EDA is a software development method for building applications that asynchronously communicate or integrate with other applications and systems via events. It is a way to develop applications to maximize the benefits of microservices.
Why is EDA needed? Events are used as a way of establishing communication between applications, as well as with systems. An event can be any occurrence or change in state that is identified by the application. Many applications make use of events to prompt actions.
Take a common situation, such as an online shopper adding an item to their shopping cart. An application on the site detects this and sends a message. That message can be intended for multiple uses. For example, it might be consumed by an inventory application to check for availability. It could be used by a logistics application to calculate shipping costs and provide an estimated delivery date. The same information might be used in a recommendation engine to present the shopper with some other items they might want to consider buying before checking out. And a financial application might take the information and instantly present the shopper with a discount offer if they sign up for that retailer’s credit card.
See also: EDA: Bringing Legacy Systems From Batch to Real-Time
New environments for new applications
In the past, all of these functions and applications would likely all run on a common platform managed by the retailer. In such a situation, the various applications would be tightly integrated, and the communications between the elements would be point-to-point within the aggregate system.
Today, there is a move away from such an infrastructure. Instead of tightly-integrated monolithic applications, the move is to loosely-coupled cloud-native applications. Such applications are based on containers and microservices, and they are highly distributed. That makes the exchange, passing, sharing of events more challenging.
The secret to making such distributed computing work is good solid communication between the components. Commonly used synchronous architectures cannot handle the performance and scale requirements of distributed systems. Applications based on such an architecture face challenges in a distributed environment, including communication latency, system degradation, unpredictable failures, and more.
Moving to EDA helps overcome these challenges. EDA requires minimal coupling between the services, while they can still communicate with each other. This makes EDA better suited for modern, distributed applications.
And event-driven architecture consists of event producers and event consumers. An event producer detects or senses an event and represents the event as a message. It does not know the consumer of the event or the outcome of an event.

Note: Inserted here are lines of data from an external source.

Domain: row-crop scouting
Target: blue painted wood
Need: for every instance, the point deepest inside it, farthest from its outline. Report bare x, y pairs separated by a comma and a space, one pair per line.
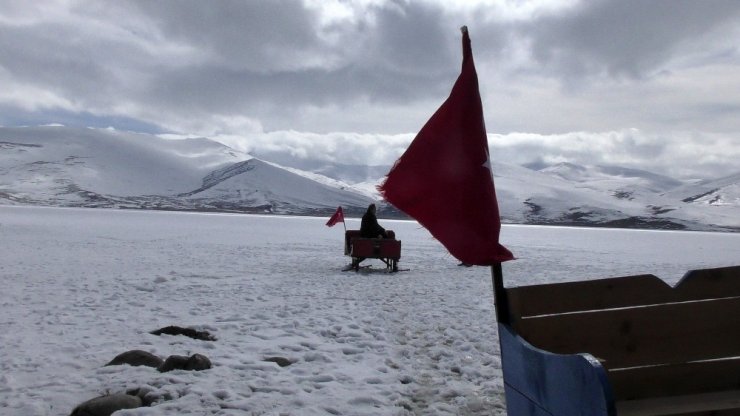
540, 383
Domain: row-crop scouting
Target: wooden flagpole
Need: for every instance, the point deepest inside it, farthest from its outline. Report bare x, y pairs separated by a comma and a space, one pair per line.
500, 299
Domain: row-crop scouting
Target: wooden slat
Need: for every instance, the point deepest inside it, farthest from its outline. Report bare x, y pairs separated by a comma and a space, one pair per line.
621, 292
675, 380
707, 403
669, 333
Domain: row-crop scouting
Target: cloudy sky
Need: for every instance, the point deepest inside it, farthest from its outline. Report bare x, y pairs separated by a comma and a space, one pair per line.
651, 84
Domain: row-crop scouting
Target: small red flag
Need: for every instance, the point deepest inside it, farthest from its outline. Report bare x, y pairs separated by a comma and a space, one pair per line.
444, 179
337, 217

After an event has been detected, it is transmitted from the event producer to the event consumers through event channels. An event processing platform processes the event asynchronously and informs event consumers when an event has occurred.
The event processing platform will execute the correct response to an event and send the activity downstream to the right consumers. This downstream activity is where the outcome of an event is seen. The consumer can use that information in different ways. For example, if the event is someone placing an item in a shopping cart, an inventory application might simply record that there is one less of that item. At the same time, an application performing a different function could take some action. As noted above, a recommendation engine might use that purchase knowledge, combine it with the customer’s past shopping experience, and present in real time several other products they might be interested in buying before checking out.
How do you get started with EDA? Apache Kafka is an open-source distributed data streaming platform that is widely used for event processing. It can handle publishing, subscribing to, storing, and processing event streams in real time. Apache Kafka supports a range of use cases where high throughput and scalability are vital, and by minimizing the need for point-to-point integrations for data sharing in certain applications, it can reduce latency to milliseconds.
Businesses moving the EDA for the first time or scaling up grand efforts will find that, like most open-source solutions, they will need to develop (or bring in) the expertise to use EDA properly and efficiently. They also will need to add on and manage capabilities to enhance reliability and security. As is the case with many open-source solutions, companies can turn to technology partners who offer their version of the software with the needed enterprise capabilities. An example of this is Red Hat AMQ Streams.